Calith fronce les sourcils, se retenant de lui dire que c'est déjà fait. Aux regards qu'il jette dans le couloir, Severin semble vouloir faire les choses discrètement. Alors Calith ouvre la porte, et la tient grande ouverte pour l'inviter à entrer. Iezahel se repose toujours, aussi reste-t-il dans le petit vestibule pour entendre les propos de Severin. Et l'esclave ne tarde pas à annoncer :

 

- Juste à côté des écuries, il y a une réserve, avec tout le nécessaire pour l'entretien du château. Un esclave était chargé de la mettre en ordre, hier matin. Et il a entendu les soldats qui ont arrêté Iezahel.

 

Si Calith l'écoutait d'une oreille distraite, il accorde soudain toute son attention à Severin.
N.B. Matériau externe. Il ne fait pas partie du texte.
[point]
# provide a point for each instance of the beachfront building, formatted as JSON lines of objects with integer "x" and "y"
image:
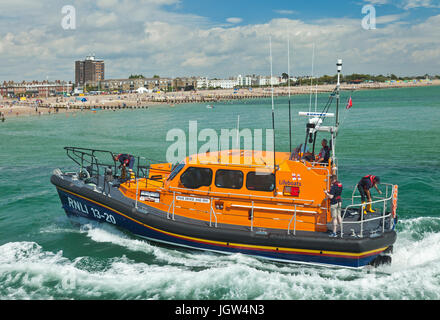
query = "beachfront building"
{"x": 35, "y": 88}
{"x": 185, "y": 83}
{"x": 205, "y": 83}
{"x": 267, "y": 81}
{"x": 245, "y": 81}
{"x": 89, "y": 70}
{"x": 112, "y": 85}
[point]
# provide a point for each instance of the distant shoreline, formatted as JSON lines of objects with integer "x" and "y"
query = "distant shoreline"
{"x": 54, "y": 105}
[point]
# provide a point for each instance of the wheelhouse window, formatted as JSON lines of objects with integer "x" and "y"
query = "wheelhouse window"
{"x": 260, "y": 182}
{"x": 194, "y": 177}
{"x": 232, "y": 179}
{"x": 176, "y": 170}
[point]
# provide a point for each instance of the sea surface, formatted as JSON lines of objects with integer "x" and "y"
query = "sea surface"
{"x": 392, "y": 133}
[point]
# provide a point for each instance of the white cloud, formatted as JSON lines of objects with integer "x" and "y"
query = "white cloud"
{"x": 234, "y": 20}
{"x": 410, "y": 4}
{"x": 142, "y": 36}
{"x": 285, "y": 12}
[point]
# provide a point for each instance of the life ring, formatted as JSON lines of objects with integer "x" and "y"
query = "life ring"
{"x": 394, "y": 202}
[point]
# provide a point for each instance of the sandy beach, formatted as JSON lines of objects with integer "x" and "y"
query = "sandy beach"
{"x": 53, "y": 105}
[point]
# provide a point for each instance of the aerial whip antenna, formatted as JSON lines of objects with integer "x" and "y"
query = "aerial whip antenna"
{"x": 288, "y": 84}
{"x": 273, "y": 112}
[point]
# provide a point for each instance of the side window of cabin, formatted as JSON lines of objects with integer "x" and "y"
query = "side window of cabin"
{"x": 260, "y": 182}
{"x": 232, "y": 179}
{"x": 176, "y": 171}
{"x": 194, "y": 177}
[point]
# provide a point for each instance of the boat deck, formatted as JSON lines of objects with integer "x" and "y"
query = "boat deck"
{"x": 352, "y": 227}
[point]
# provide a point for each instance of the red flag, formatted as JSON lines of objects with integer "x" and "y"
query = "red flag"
{"x": 349, "y": 104}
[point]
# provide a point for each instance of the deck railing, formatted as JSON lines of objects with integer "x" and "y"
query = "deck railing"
{"x": 385, "y": 202}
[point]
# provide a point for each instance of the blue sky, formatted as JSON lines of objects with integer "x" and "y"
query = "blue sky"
{"x": 253, "y": 12}
{"x": 217, "y": 38}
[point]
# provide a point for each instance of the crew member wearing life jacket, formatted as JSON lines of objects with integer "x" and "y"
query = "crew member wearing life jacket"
{"x": 126, "y": 160}
{"x": 335, "y": 202}
{"x": 364, "y": 186}
{"x": 324, "y": 154}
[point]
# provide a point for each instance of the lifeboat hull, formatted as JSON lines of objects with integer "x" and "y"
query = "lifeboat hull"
{"x": 155, "y": 225}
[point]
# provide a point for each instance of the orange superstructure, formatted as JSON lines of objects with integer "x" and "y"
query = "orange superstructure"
{"x": 238, "y": 187}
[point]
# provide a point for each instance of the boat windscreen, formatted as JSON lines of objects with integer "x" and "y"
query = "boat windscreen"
{"x": 176, "y": 170}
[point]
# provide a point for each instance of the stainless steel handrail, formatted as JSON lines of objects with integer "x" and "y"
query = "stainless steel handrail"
{"x": 362, "y": 205}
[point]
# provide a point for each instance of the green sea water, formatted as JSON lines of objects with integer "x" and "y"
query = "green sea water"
{"x": 391, "y": 133}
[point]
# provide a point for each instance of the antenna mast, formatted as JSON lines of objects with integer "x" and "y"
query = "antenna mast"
{"x": 273, "y": 114}
{"x": 338, "y": 85}
{"x": 288, "y": 84}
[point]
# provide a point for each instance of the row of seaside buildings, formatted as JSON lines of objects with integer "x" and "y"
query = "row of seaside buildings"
{"x": 89, "y": 76}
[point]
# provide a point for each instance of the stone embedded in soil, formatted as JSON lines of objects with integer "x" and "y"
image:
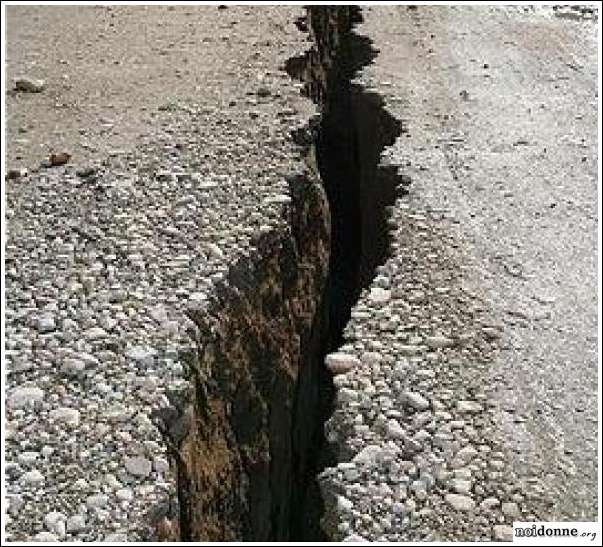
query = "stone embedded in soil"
{"x": 26, "y": 84}
{"x": 460, "y": 502}
{"x": 340, "y": 363}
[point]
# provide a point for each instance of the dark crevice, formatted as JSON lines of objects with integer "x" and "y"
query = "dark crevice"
{"x": 351, "y": 133}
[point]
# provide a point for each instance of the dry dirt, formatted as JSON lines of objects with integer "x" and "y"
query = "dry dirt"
{"x": 109, "y": 68}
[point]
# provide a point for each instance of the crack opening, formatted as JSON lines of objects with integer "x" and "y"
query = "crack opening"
{"x": 353, "y": 130}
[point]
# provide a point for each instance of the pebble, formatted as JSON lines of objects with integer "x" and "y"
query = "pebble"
{"x": 460, "y": 502}
{"x": 415, "y": 400}
{"x": 55, "y": 522}
{"x": 502, "y": 532}
{"x": 510, "y": 509}
{"x": 33, "y": 477}
{"x": 138, "y": 466}
{"x": 30, "y": 85}
{"x": 469, "y": 407}
{"x": 76, "y": 523}
{"x": 340, "y": 363}
{"x": 379, "y": 295}
{"x": 97, "y": 501}
{"x": 67, "y": 416}
{"x": 368, "y": 454}
{"x": 46, "y": 536}
{"x": 46, "y": 323}
{"x": 124, "y": 494}
{"x": 437, "y": 342}
{"x": 344, "y": 504}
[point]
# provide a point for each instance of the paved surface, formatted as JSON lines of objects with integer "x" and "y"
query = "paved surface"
{"x": 470, "y": 394}
{"x": 102, "y": 263}
{"x": 500, "y": 111}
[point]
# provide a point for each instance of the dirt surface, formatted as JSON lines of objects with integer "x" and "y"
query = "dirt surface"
{"x": 501, "y": 111}
{"x": 109, "y": 68}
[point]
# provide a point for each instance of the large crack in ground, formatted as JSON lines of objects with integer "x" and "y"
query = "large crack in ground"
{"x": 353, "y": 130}
{"x": 248, "y": 443}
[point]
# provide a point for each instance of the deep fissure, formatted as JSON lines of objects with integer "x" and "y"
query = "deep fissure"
{"x": 353, "y": 130}
{"x": 247, "y": 440}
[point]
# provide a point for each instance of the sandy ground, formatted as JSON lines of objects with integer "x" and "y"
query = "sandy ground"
{"x": 501, "y": 106}
{"x": 109, "y": 68}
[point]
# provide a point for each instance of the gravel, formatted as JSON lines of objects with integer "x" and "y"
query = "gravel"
{"x": 449, "y": 418}
{"x": 105, "y": 260}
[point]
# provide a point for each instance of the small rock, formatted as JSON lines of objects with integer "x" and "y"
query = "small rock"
{"x": 469, "y": 407}
{"x": 59, "y": 159}
{"x": 76, "y": 523}
{"x": 510, "y": 510}
{"x": 124, "y": 494}
{"x": 27, "y": 458}
{"x": 340, "y": 363}
{"x": 344, "y": 504}
{"x": 161, "y": 465}
{"x": 460, "y": 502}
{"x": 116, "y": 538}
{"x": 67, "y": 416}
{"x": 489, "y": 503}
{"x": 142, "y": 355}
{"x": 46, "y": 536}
{"x": 415, "y": 400}
{"x": 97, "y": 501}
{"x": 46, "y": 323}
{"x": 378, "y": 295}
{"x": 502, "y": 532}
{"x": 14, "y": 174}
{"x": 95, "y": 333}
{"x": 461, "y": 486}
{"x": 24, "y": 396}
{"x": 138, "y": 466}
{"x": 55, "y": 522}
{"x": 368, "y": 454}
{"x": 29, "y": 85}
{"x": 437, "y": 342}
{"x": 33, "y": 477}
{"x": 86, "y": 172}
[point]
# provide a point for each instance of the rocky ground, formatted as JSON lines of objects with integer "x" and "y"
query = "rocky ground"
{"x": 478, "y": 337}
{"x": 467, "y": 385}
{"x": 105, "y": 254}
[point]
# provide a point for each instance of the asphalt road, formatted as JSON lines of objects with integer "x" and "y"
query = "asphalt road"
{"x": 500, "y": 104}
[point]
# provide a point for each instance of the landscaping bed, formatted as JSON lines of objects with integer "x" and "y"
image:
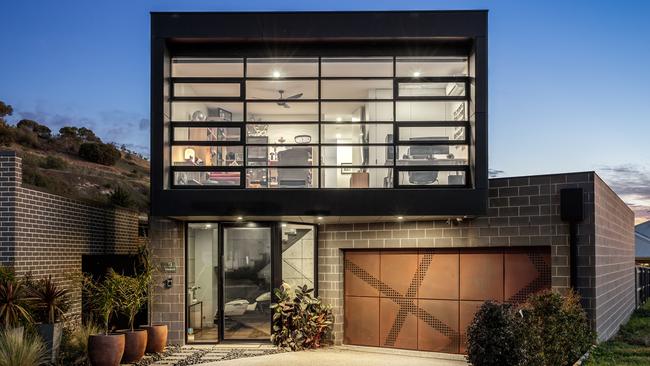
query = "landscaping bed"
{"x": 631, "y": 346}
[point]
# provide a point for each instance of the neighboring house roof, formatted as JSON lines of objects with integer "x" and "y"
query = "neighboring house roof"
{"x": 642, "y": 238}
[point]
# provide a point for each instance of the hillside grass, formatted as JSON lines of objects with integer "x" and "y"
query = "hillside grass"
{"x": 631, "y": 346}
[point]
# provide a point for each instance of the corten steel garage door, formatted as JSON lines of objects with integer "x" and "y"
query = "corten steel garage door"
{"x": 425, "y": 299}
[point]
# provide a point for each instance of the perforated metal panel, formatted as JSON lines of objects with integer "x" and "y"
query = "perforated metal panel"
{"x": 425, "y": 299}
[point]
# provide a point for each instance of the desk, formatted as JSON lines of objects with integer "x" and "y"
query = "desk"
{"x": 428, "y": 162}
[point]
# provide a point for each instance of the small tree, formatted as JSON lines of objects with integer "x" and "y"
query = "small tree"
{"x": 300, "y": 321}
{"x": 131, "y": 295}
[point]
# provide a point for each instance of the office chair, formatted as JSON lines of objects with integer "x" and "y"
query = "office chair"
{"x": 293, "y": 178}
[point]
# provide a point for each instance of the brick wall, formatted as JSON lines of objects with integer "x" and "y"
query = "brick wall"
{"x": 614, "y": 262}
{"x": 46, "y": 234}
{"x": 523, "y": 211}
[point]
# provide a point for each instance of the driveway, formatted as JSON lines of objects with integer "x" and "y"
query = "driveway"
{"x": 353, "y": 356}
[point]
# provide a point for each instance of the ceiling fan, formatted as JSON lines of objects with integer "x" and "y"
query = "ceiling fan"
{"x": 283, "y": 100}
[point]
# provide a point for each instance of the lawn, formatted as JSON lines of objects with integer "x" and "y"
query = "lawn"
{"x": 631, "y": 346}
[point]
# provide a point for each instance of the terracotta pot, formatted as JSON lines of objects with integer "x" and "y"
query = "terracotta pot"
{"x": 105, "y": 349}
{"x": 156, "y": 337}
{"x": 134, "y": 346}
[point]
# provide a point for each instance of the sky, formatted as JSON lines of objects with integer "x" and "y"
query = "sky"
{"x": 569, "y": 81}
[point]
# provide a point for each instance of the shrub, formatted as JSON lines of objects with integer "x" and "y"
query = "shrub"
{"x": 300, "y": 321}
{"x": 14, "y": 303}
{"x": 18, "y": 349}
{"x": 100, "y": 153}
{"x": 74, "y": 344}
{"x": 51, "y": 301}
{"x": 131, "y": 295}
{"x": 120, "y": 197}
{"x": 493, "y": 337}
{"x": 556, "y": 329}
{"x": 54, "y": 162}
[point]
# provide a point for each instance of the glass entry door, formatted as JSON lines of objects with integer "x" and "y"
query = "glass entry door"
{"x": 203, "y": 278}
{"x": 246, "y": 282}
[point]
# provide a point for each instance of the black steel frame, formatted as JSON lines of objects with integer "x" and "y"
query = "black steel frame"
{"x": 276, "y": 269}
{"x": 317, "y": 165}
{"x": 319, "y": 35}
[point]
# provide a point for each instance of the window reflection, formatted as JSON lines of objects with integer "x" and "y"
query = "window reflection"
{"x": 282, "y": 133}
{"x": 207, "y": 155}
{"x": 345, "y": 177}
{"x": 431, "y": 177}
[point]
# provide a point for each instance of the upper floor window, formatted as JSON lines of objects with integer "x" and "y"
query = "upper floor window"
{"x": 330, "y": 122}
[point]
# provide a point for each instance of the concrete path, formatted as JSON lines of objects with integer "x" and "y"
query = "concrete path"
{"x": 352, "y": 356}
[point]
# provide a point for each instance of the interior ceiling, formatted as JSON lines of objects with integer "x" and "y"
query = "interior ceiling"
{"x": 316, "y": 220}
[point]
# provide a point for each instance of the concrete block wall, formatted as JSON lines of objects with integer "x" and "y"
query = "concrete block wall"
{"x": 168, "y": 304}
{"x": 614, "y": 261}
{"x": 45, "y": 234}
{"x": 523, "y": 211}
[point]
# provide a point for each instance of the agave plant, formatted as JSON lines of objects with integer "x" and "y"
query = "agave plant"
{"x": 14, "y": 303}
{"x": 18, "y": 349}
{"x": 51, "y": 301}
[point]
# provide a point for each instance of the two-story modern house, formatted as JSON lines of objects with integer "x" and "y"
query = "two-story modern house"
{"x": 347, "y": 151}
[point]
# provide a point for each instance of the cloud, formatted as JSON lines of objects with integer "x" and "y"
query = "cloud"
{"x": 114, "y": 125}
{"x": 493, "y": 173}
{"x": 632, "y": 183}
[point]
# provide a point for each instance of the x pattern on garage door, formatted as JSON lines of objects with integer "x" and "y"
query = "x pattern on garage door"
{"x": 425, "y": 299}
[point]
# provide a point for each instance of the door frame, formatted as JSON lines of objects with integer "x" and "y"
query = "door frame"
{"x": 276, "y": 269}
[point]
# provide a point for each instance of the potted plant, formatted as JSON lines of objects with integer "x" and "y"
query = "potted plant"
{"x": 14, "y": 304}
{"x": 132, "y": 295}
{"x": 51, "y": 302}
{"x": 156, "y": 333}
{"x": 104, "y": 349}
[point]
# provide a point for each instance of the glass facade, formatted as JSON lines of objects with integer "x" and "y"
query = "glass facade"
{"x": 344, "y": 122}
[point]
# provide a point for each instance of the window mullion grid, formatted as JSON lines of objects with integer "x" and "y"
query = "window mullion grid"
{"x": 244, "y": 132}
{"x": 320, "y": 141}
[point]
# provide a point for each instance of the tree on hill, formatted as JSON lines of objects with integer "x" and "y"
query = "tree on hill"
{"x": 100, "y": 153}
{"x": 42, "y": 131}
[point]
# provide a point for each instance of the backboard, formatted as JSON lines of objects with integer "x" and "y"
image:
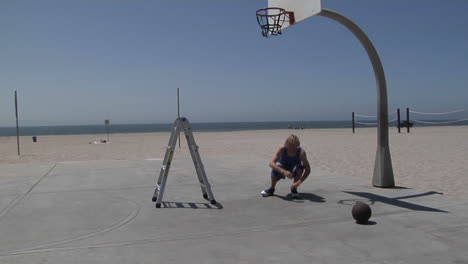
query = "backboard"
{"x": 301, "y": 9}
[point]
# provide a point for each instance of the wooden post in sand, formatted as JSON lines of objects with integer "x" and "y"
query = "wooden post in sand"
{"x": 17, "y": 127}
{"x": 399, "y": 124}
{"x": 178, "y": 111}
{"x": 407, "y": 119}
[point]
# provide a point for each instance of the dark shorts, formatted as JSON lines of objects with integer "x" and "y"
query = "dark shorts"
{"x": 294, "y": 169}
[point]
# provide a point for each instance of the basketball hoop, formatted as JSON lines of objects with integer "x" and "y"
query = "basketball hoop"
{"x": 271, "y": 20}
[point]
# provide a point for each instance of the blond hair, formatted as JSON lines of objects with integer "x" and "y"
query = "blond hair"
{"x": 292, "y": 140}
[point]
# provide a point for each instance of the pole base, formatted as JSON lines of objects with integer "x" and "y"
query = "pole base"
{"x": 383, "y": 171}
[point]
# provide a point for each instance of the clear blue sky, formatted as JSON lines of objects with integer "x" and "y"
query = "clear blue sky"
{"x": 80, "y": 62}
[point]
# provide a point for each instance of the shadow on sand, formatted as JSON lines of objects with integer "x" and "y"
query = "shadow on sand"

D'une voix pressante, il l'encourage à poursuivre.

 

- Ils se plaignaient des ordres de Florain, Sire. Il voulait qu'ils passent la matinée à proximité des écuries, alors que d'habitude, ils patrouillent dans tout le rez-de-chaussée. Ils ne savaient pas exactement pourquoi, alors ils essayaient de deviner. L'esclave m'a rapporté toutes leurs idées, mais je pense que celle-là va vous intéresser : ils pensaient que leur rôle était de surveiller les réactions de Kjeld. Apparemment, Florain était venu, au petit matin, dans les écuries, et il avait échangé quelques mots avec le maître d'écurie.